In the beginnings of light microscope development, sections from plants and animals were manually prepared using razor blades. It was found that to observe the structure of the specimen under observation it was important to make clean reproducible cuts on the order of 100 μm, through which light can be transmitted. This allowed for the observation of samples using light microscopes in a transmission mode.

One of the first devices for the preparation of such cuts was invented in 1770 by George Adams, Jr. (1750–1795) and further developed by Alexander Cummings. The device was hand operated, and the sample held in a cylinder and sections created from the top of the sample using a hand crank.

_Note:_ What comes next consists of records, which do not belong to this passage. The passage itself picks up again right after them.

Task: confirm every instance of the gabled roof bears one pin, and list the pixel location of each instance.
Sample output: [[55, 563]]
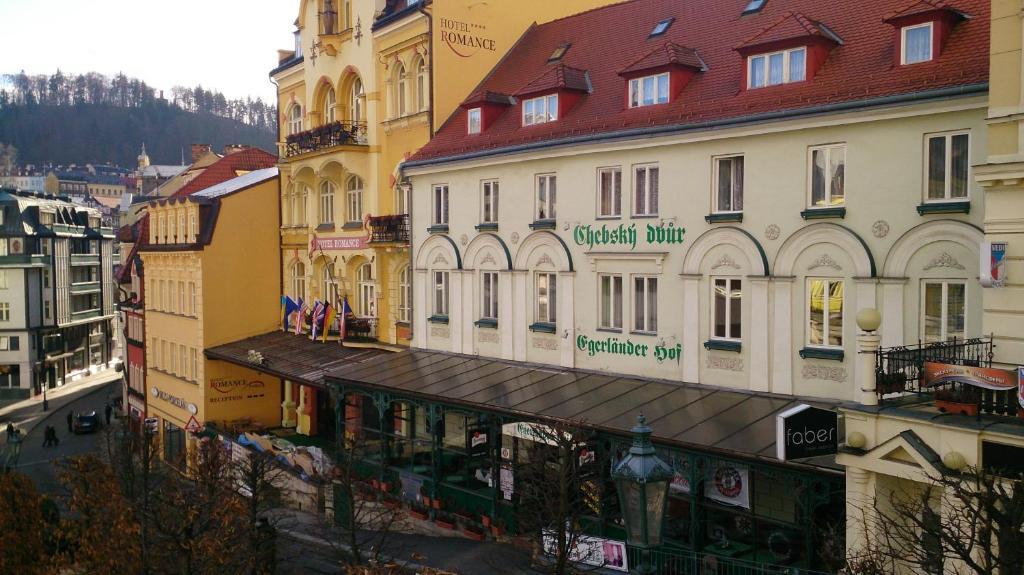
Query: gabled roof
[[791, 27], [558, 77], [610, 39], [667, 54]]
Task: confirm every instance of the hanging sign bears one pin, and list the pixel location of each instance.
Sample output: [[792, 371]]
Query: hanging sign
[[986, 378], [730, 484], [806, 432]]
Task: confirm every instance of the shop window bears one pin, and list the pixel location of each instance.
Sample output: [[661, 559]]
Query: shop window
[[948, 161], [827, 176], [729, 184], [609, 202], [645, 304], [824, 313], [610, 313], [943, 310]]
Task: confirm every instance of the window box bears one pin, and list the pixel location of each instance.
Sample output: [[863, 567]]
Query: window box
[[543, 327], [944, 208], [822, 353], [723, 345], [723, 218], [823, 213]]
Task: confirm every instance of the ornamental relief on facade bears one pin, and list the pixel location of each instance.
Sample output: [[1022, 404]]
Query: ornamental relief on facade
[[550, 344], [813, 371], [723, 363]]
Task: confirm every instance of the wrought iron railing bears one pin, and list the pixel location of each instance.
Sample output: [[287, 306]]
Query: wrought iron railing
[[329, 135], [900, 370], [389, 228]]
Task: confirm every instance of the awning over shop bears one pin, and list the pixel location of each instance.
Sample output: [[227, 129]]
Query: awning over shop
[[702, 417], [292, 357]]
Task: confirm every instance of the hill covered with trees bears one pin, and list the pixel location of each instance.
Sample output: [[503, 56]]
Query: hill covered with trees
[[93, 119]]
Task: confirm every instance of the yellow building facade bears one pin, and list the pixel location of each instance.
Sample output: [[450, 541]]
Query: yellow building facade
[[204, 289], [365, 88]]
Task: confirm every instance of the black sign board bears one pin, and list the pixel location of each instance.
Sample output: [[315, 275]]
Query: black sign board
[[806, 432]]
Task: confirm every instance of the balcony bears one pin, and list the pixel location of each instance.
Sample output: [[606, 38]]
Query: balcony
[[325, 137], [389, 229]]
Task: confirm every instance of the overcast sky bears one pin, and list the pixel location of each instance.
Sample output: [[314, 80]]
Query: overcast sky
[[227, 45]]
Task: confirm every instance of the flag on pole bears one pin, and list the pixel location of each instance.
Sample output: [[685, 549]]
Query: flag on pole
[[328, 319], [317, 320]]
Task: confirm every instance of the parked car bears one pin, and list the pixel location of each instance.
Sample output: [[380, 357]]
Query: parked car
[[85, 423]]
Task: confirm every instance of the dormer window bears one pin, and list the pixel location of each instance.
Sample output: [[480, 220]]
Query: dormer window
[[473, 121], [777, 68], [540, 109], [649, 90], [662, 27], [916, 43]]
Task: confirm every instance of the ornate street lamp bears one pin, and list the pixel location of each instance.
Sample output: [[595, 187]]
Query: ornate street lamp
[[642, 480]]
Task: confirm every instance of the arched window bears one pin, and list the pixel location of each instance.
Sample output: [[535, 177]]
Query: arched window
[[400, 80], [422, 94], [353, 200], [356, 101], [327, 203], [327, 283], [330, 100], [368, 303], [298, 281], [404, 295], [295, 120]]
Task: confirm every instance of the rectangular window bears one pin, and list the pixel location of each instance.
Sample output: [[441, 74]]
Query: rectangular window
[[776, 68], [488, 202], [473, 124], [916, 44], [547, 301], [649, 90], [440, 205], [645, 190], [948, 160], [944, 310], [489, 307], [610, 314], [729, 184], [824, 313], [645, 304], [440, 294], [827, 176], [546, 194], [727, 319], [609, 181], [541, 109]]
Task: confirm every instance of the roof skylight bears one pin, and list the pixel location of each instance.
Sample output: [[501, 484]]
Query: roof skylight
[[660, 27]]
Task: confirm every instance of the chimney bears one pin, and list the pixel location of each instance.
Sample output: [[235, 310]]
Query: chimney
[[199, 150]]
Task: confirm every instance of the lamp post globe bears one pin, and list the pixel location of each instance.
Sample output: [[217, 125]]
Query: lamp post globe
[[642, 481]]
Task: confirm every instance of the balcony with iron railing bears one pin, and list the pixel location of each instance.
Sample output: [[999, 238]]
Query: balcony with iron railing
[[325, 137], [899, 378], [389, 229]]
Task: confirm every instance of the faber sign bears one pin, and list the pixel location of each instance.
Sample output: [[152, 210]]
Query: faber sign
[[806, 432]]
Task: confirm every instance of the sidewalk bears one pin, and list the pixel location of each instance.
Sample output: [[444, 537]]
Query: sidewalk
[[28, 413]]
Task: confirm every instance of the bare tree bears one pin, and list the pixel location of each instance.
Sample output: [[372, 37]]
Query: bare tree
[[963, 523]]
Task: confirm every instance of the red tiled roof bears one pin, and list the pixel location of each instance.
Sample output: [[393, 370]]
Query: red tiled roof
[[609, 39], [558, 77], [667, 54], [790, 27]]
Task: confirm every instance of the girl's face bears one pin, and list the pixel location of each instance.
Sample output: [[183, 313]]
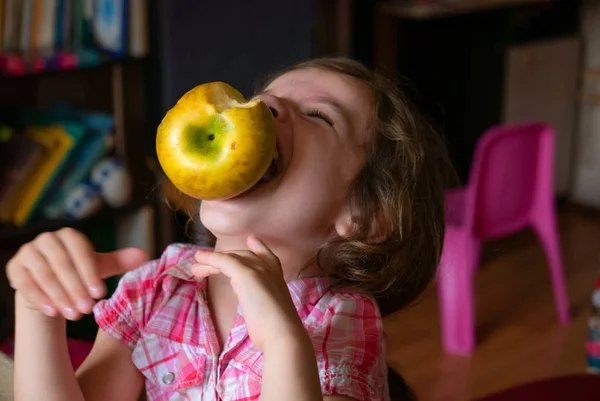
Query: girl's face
[[322, 120]]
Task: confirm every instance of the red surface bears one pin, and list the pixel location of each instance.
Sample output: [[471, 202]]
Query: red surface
[[78, 350], [581, 387]]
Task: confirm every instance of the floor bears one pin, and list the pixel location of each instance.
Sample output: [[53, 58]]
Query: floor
[[519, 339]]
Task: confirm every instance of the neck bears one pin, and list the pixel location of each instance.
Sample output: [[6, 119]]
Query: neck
[[296, 262]]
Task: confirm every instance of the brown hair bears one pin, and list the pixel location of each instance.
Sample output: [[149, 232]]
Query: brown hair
[[401, 187]]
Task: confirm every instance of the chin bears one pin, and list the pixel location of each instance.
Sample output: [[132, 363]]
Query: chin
[[221, 221]]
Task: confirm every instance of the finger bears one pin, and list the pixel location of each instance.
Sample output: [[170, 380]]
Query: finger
[[203, 271], [262, 251], [120, 262], [34, 293], [56, 254], [228, 264], [82, 254]]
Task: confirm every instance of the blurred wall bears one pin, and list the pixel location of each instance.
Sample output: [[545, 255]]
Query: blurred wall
[[236, 41]]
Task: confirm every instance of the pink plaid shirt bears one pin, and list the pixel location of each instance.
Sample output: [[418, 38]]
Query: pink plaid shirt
[[160, 312]]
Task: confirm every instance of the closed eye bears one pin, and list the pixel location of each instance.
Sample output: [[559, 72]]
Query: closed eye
[[321, 115]]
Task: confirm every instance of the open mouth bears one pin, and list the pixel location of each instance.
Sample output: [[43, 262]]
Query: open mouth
[[272, 171]]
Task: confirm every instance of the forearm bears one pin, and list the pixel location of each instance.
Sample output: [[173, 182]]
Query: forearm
[[290, 371], [43, 368]]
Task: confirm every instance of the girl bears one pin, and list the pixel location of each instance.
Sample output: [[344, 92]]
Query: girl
[[284, 306]]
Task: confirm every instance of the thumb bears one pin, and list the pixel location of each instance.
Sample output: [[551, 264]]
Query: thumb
[[120, 261]]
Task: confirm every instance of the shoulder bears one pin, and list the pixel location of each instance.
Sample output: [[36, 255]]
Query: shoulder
[[347, 333], [175, 260], [142, 292]]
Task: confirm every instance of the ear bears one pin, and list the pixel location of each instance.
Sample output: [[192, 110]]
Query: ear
[[344, 225]]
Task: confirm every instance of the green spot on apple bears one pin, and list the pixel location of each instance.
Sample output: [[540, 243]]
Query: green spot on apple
[[205, 140]]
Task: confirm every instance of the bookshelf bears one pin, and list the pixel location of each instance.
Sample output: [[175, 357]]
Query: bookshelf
[[89, 78]]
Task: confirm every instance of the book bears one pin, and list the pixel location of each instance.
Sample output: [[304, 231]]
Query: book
[[19, 158], [57, 145]]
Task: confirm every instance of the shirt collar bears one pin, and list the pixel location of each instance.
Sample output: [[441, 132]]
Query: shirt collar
[[305, 292]]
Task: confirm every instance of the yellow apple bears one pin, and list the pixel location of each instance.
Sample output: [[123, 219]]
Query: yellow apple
[[213, 144]]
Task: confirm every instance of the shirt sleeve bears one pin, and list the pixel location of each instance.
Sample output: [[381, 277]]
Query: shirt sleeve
[[122, 316], [138, 294], [351, 349]]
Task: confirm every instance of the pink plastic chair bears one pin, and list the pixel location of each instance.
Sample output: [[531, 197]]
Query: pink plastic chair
[[510, 188]]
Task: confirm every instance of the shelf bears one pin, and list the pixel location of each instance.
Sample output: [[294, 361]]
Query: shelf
[[35, 63], [438, 9], [12, 236]]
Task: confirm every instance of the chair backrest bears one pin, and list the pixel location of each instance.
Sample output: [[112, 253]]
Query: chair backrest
[[512, 171]]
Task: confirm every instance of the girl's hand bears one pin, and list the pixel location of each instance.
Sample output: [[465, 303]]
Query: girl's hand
[[257, 280], [60, 273]]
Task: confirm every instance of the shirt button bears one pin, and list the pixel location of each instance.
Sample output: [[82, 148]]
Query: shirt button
[[168, 378]]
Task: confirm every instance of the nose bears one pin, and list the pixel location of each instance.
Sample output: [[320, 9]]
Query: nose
[[276, 105]]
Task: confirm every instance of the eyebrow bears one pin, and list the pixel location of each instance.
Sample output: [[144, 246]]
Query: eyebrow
[[336, 107], [333, 105]]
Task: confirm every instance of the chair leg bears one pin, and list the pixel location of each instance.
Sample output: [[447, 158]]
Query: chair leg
[[456, 297], [547, 232]]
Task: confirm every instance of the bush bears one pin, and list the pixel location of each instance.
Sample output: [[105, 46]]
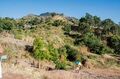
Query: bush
[[67, 28], [114, 42], [60, 65], [72, 54], [58, 23], [94, 43], [40, 49]]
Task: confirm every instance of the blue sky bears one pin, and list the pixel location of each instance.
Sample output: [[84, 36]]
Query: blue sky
[[75, 8]]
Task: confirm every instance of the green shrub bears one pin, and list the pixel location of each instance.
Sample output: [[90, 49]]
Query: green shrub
[[40, 49], [114, 42], [72, 54], [94, 43], [67, 28], [60, 65]]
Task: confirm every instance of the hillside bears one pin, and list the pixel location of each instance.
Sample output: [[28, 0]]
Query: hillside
[[53, 41]]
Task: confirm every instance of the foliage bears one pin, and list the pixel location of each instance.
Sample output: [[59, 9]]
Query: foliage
[[58, 23], [114, 42], [94, 43], [60, 64], [72, 54], [40, 49], [7, 23], [67, 28]]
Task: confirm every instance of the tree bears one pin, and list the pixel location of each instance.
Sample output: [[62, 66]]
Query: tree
[[40, 49], [114, 42]]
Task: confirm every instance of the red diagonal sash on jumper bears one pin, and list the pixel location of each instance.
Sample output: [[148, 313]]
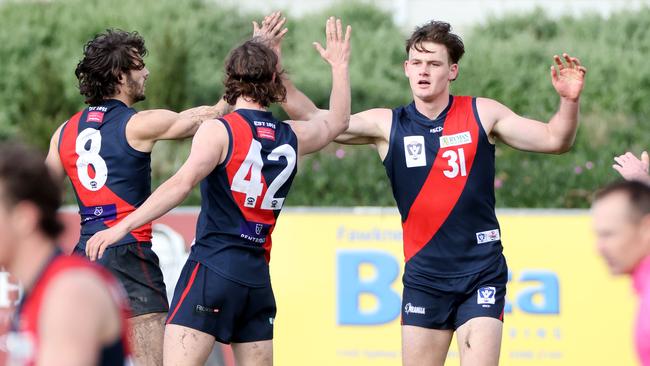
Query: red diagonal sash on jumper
[[440, 192], [242, 138], [104, 195]]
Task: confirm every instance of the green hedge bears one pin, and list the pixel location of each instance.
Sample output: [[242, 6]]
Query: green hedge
[[507, 59]]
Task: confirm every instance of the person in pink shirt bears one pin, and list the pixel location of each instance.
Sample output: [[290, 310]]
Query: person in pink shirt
[[621, 221]]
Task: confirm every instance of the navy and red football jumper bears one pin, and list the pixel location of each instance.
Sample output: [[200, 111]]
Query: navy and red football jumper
[[111, 179], [442, 176], [25, 332], [225, 288]]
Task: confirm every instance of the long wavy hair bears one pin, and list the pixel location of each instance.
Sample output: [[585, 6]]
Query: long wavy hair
[[251, 71], [106, 57]]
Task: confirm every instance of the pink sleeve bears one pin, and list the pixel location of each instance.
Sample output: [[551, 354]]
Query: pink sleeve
[[643, 329]]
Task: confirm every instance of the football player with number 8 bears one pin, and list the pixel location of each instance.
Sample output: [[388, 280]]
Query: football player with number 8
[[245, 163]]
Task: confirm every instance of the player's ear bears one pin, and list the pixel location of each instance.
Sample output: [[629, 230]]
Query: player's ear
[[122, 78]]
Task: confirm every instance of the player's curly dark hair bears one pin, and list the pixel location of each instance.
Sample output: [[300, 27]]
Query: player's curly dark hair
[[437, 32], [106, 57], [24, 177], [251, 71]]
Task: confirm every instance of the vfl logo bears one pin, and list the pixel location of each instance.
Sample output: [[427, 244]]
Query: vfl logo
[[488, 236], [410, 309], [414, 151], [10, 293], [458, 139], [486, 296]]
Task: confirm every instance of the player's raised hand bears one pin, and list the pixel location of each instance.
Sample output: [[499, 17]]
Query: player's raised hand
[[271, 32], [568, 76], [632, 168], [97, 244], [337, 45]]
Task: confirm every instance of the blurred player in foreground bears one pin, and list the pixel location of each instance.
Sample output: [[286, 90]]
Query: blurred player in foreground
[[105, 150], [72, 312], [245, 162], [439, 157], [621, 221]]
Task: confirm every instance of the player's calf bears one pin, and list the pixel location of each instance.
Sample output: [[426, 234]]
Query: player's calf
[[147, 338], [253, 353]]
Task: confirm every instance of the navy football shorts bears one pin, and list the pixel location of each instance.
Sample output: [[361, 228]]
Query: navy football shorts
[[447, 303], [137, 268], [229, 311]]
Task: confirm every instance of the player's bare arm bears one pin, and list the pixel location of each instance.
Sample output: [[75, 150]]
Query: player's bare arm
[[147, 127], [209, 148], [316, 133], [53, 161], [632, 168], [558, 135], [66, 341], [368, 127]]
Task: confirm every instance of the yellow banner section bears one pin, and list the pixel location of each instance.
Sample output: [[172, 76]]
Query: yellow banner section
[[337, 281]]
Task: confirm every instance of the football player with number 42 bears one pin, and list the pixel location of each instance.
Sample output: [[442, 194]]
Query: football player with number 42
[[245, 162]]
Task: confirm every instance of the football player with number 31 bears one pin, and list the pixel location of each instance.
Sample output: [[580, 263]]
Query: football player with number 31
[[245, 162]]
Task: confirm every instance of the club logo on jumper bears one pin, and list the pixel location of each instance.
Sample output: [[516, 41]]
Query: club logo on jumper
[[255, 232], [488, 236], [486, 296], [97, 117], [106, 212], [414, 151], [410, 309], [96, 114], [462, 138], [265, 130]]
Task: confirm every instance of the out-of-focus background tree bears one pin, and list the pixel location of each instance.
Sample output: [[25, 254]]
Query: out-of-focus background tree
[[507, 58]]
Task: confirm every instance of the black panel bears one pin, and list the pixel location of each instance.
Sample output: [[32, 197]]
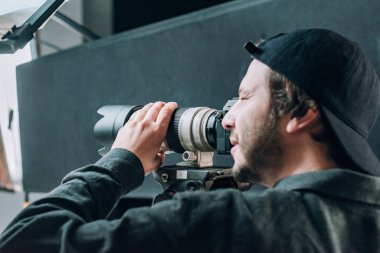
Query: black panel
[[196, 60]]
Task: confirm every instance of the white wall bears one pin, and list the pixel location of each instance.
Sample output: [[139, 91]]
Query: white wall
[[11, 203]]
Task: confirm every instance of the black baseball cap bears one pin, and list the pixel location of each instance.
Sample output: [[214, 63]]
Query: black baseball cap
[[338, 76]]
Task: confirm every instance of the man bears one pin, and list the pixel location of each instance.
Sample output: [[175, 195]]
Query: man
[[299, 129]]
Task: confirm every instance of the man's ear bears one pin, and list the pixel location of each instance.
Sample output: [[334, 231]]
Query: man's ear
[[310, 118]]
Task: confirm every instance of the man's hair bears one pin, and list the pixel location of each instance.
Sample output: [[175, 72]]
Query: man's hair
[[287, 97]]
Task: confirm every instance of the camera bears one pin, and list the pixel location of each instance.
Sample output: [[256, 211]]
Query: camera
[[195, 132]]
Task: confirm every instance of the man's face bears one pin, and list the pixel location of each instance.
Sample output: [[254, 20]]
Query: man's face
[[253, 127]]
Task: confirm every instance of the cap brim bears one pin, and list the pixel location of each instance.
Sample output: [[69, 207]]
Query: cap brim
[[355, 145]]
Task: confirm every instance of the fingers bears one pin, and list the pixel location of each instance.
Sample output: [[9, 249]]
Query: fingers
[[166, 113], [140, 114]]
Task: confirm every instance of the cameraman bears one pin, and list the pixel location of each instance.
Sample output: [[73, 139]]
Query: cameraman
[[299, 130]]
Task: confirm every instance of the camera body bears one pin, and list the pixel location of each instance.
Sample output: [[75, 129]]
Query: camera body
[[195, 132]]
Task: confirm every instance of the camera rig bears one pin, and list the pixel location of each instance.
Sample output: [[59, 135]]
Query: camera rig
[[195, 132]]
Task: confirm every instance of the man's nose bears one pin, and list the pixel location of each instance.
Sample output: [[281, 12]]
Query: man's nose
[[228, 122]]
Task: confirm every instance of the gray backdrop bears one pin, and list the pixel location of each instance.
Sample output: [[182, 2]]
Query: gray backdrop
[[196, 59]]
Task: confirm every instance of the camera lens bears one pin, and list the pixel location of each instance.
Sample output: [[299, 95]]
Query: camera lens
[[190, 129]]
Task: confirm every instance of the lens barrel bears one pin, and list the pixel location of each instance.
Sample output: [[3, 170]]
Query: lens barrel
[[190, 129]]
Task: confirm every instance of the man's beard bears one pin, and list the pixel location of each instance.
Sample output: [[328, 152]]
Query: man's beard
[[261, 149]]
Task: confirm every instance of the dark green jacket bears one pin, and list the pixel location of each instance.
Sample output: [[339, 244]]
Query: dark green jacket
[[331, 211]]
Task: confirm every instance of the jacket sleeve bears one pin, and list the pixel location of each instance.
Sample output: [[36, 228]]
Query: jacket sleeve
[[73, 217]]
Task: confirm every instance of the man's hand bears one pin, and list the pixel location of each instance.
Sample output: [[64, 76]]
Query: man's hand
[[144, 132]]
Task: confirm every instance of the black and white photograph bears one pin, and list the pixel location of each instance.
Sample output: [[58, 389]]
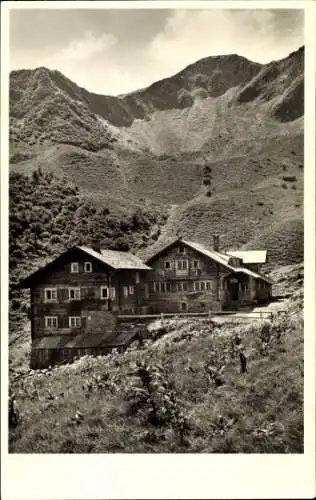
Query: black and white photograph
[[156, 229]]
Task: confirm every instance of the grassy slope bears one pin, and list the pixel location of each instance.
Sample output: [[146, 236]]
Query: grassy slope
[[261, 410]]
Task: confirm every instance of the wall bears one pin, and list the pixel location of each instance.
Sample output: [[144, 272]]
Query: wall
[[91, 307], [172, 299]]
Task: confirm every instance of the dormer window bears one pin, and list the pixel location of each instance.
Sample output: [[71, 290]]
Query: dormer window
[[104, 292], [87, 267], [74, 293], [75, 267]]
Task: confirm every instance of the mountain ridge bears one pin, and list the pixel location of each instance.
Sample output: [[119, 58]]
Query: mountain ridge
[[199, 143]]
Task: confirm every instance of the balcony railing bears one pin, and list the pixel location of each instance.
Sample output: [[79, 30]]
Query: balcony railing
[[179, 273]]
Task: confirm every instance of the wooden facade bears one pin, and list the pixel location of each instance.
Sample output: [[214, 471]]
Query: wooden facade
[[75, 300], [188, 278]]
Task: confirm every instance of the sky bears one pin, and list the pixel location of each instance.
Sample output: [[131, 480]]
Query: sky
[[117, 51]]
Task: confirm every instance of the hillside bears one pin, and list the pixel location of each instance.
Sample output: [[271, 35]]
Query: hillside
[[219, 145], [157, 396]]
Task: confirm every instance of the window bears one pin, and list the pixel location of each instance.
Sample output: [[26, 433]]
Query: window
[[51, 322], [74, 293], [74, 322], [182, 265], [75, 267], [87, 267], [50, 294]]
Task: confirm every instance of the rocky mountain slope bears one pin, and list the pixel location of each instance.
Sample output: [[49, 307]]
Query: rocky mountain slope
[[220, 145]]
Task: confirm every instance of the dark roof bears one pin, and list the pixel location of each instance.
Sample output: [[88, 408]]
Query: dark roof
[[250, 256], [110, 339], [117, 259], [114, 259], [220, 257]]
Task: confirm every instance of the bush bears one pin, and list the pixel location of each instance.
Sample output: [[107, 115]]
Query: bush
[[289, 178]]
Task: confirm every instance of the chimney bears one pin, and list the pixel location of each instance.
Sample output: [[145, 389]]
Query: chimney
[[96, 246], [216, 242]]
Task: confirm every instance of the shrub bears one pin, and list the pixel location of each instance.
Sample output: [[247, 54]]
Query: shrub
[[289, 178]]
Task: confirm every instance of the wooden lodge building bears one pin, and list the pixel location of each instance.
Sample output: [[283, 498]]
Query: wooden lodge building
[[77, 298]]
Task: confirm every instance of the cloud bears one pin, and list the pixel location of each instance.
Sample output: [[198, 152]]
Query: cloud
[[87, 47], [119, 54], [193, 34]]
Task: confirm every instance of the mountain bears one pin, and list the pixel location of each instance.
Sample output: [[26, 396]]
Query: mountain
[[219, 145]]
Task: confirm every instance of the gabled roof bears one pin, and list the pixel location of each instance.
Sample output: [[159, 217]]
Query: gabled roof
[[253, 274], [117, 259], [112, 258], [82, 340], [220, 257], [250, 256]]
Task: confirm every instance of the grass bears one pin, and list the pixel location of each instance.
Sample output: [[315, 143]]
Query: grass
[[86, 407]]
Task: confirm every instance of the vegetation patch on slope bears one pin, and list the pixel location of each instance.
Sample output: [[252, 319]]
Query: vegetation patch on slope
[[181, 393]]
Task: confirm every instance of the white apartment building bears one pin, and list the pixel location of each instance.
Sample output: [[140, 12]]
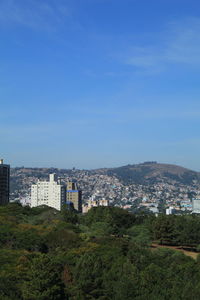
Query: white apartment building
[[196, 205], [51, 193]]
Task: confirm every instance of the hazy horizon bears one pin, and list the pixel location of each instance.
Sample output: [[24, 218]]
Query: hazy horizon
[[100, 83]]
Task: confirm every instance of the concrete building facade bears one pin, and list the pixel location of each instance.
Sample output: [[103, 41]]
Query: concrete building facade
[[74, 195], [196, 205], [4, 183], [51, 193]]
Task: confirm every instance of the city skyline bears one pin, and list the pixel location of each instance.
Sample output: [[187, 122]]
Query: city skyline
[[101, 83]]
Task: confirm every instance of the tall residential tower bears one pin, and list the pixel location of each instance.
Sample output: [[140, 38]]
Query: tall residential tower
[[4, 183], [51, 193], [74, 195]]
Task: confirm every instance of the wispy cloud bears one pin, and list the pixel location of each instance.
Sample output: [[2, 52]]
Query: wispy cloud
[[179, 44], [46, 15]]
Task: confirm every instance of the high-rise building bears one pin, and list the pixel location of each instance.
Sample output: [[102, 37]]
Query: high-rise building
[[196, 205], [51, 193], [4, 183], [74, 195]]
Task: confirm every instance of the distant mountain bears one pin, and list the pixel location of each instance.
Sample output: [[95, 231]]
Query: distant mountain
[[153, 172]]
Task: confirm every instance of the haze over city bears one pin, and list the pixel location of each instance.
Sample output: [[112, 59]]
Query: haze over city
[[99, 83]]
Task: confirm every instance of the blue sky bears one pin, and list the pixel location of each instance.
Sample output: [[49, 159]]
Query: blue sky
[[99, 83]]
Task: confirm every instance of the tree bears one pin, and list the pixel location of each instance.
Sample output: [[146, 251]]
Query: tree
[[43, 280]]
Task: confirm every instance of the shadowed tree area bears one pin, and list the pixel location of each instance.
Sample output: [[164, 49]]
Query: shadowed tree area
[[105, 254]]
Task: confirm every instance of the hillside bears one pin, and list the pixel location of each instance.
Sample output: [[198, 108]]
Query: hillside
[[152, 172]]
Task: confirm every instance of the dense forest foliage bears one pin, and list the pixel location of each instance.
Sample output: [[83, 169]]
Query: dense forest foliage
[[105, 254]]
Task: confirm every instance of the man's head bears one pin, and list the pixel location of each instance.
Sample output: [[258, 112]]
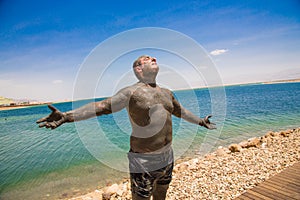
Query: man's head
[[145, 68]]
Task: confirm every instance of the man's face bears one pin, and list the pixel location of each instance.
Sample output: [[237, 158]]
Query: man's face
[[148, 65]]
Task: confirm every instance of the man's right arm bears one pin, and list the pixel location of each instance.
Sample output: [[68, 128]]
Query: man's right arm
[[107, 106]]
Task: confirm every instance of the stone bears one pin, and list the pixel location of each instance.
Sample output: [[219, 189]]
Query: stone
[[235, 148], [109, 191]]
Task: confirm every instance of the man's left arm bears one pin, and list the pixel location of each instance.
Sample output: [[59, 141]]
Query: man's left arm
[[181, 112]]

In 1835, Andrew Prichard developed a table based model which allowed for the vibration to be isolated by affixing the device to the table, separating the operator from the knife.

Occasionally, attribution for the invention of the microtome is given to the anatomist Wilhelm His, Sr. (1865).
In his Beschreibung eines Mikrotoms (German for Description of a Microtome), Wilhelm wrote:

The apparatus has enabled a precision in work by which I can achieve sections that by hand I cannot possibly create. Namely it has enabled the possibility of achieving unbroken sections of objects in the course of research.

Other sources further attribute the development to a Czech physiologist Jan Evangelista Purkyně. Several sources describe the Purkyne model as the first in practical use.

The obscurities in the origins of the microtome are due to the fact that the first microtomes were simply cutting apparatuses, and the developmental phase of early devices is widely undocumented.

At the end of the 1800s, the development of very thin and consistently thin samples by microtomy, together with the selective staining of important cell components or molecules, allowed for the visualisation of microscopic details.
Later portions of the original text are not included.